Life-history plasticity on a population level. Pronounced differences in reaction norms and life-cycles were found between the three populations of L. hippothoe, which (based on optimality models) can be interpreted as being local adaptations. The life-cycles of the two univoltine populations L. h. hippothoe and eurydame appeared to be very similar. (Partial) direct development could be induced at high temperatures and long photoperiod only. As was predicted in connection with the short vegetation period in the higher altitudes of the Alps, there was a much reduced tendency to develop directly in L. h. eurydame compared to L. h. hippothoe. Furthermore, evidence for a facultatively biennial life-cycle and a shorter preimaginal development time at ecologically relevant temperatures (up to 15 days at 15 °C) are attributed as being adaptations to the adverse climatic conditions in the alpine environment. In spite of the shorter development, no differences in body size occurred due to a plastic adjustment of growth rates in L. h. eurydame. Thus, the central assumption of a trade-off between development time and size in life-history theory was not supported. This result highlights the triangular nature of the relationship between size, development time and growth rate. The apparent importance of a large size in the alpine environment is explained by thermal constraints.

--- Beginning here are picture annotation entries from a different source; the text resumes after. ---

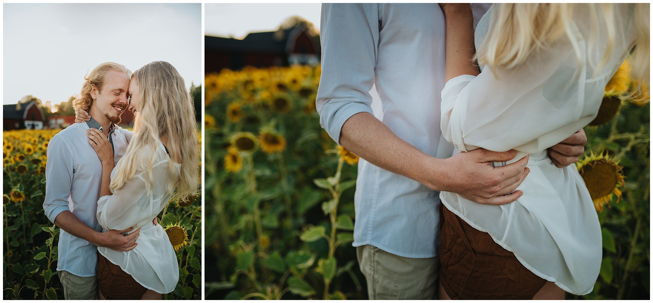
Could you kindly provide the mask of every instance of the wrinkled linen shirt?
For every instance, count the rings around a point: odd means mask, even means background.
[[[116,163],[127,151],[127,139],[120,126],[110,132]],[[95,119],[74,123],[52,137],[48,145],[45,168],[45,215],[53,224],[61,212],[70,210],[85,224],[101,231],[95,211],[102,183],[102,162],[88,143],[86,130],[101,129]],[[57,270],[76,276],[95,276],[97,247],[61,229]]]
[[[375,85],[385,125],[426,154],[451,156],[439,126],[445,40],[438,3],[323,4],[320,40],[316,106],[321,125],[336,142],[350,117],[374,113],[369,92]],[[439,148],[441,143],[446,146]],[[438,194],[360,159],[353,246],[407,257],[437,255]]]
[[[155,151],[144,150],[145,161],[155,154],[151,174],[140,166],[134,176],[112,195],[97,201],[97,221],[104,231],[140,227],[138,243],[133,250],[118,252],[106,247],[97,250],[120,267],[148,289],[159,293],[174,290],[179,280],[177,256],[161,224],[152,220],[163,210],[172,193],[168,191],[170,178],[178,179],[182,165],[172,162],[165,147],[159,142]],[[113,178],[116,169],[111,172]],[[133,232],[133,231],[132,231]]]
[[[633,46],[629,9],[627,4],[615,5],[611,21],[616,31],[614,48],[601,68],[597,66],[607,44],[605,20],[599,20],[599,38],[592,45],[591,15],[577,10],[571,29],[580,62],[563,36],[518,66],[496,68],[496,78],[483,70],[477,76],[450,79],[442,91],[442,132],[456,149],[515,149],[517,156],[507,164],[530,154],[530,173],[517,188],[524,195],[516,201],[483,205],[442,192],[442,203],[474,228],[489,233],[533,273],[575,295],[591,292],[598,277],[601,226],[576,166],[556,167],[547,149],[596,117],[605,85]],[[476,29],[477,49],[490,27],[490,16],[486,14]]]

Compared to the above mentioned populations, L. h. sumadiensis showed completely different reaction norms. Under laboratory conditions, almost all individuals developed directly into adults at all temperatures. This is the only bivoltine population of L. hippothoe, obviously as a consequence of the favourable climate in lowland western Hungary. Time constraints imposed by the realisation of a second generation a year demand specific adaptations, which could be found as a strongly reduced development time compared to the other two populations (up to 10 days compared to L. h. eurydame). This was partly achieved by the facultative omission of one (out of five) larval instar, partly by a reduction (15-20 %) of the adult size.

Sex-related reaction norms. The similar life-cycles of L. h. sumadiensis and L. tityrus led to strikingly convergent reaction norms including an increasing sex-dimorphism with increasing temperature (see above). In contrast, no changes in the relationship between male and female weight could be detected in either of the univoltine populations over the range of temperatures. Body size was found to be a fairly canalised trait in both sexes of L. h. hippothoe and eurydame. These results confirm that a trade-off between body size and development time can only be expected in connection with severe time constraints. The convergent results between different species (L. h. sumadiensis and L. tityrus) as well as the geographic diversity within one species (L. hippothoe) clearly favour an adaptive (ecological) over a constraint (phylogenetic) explanation.

D. On the costs of a fast development

An increasingly large body of evidence indicates that growth rates can vary adaptively. Frequently, they were not found to be maximised but rather optimised by natural selection. This suggests the existence of costs attached to a faster development. As in many insects males typically exhibit higher growth rates than females (due to selection for protandry), strictly protandrous species might provide particularly useful models to investigate possible costs related to high developmental rates. Higher proportional weight losses at metamorphosis (ca. 62 compared to 58 %; for which passive effects, based on differences in pupal size, could be ruled out) as well as a reduced adult longevity (10 vs. 14 days) of males compared to females provide evidence for such costs. However, the latter can be explained as being an adaptive consequence of the mating opportunities as well. A direct correlation between weight loss at metamorphosis and larval growth rates could be established for the first time, further supporting the notion that rapid growth carries some physiological costs.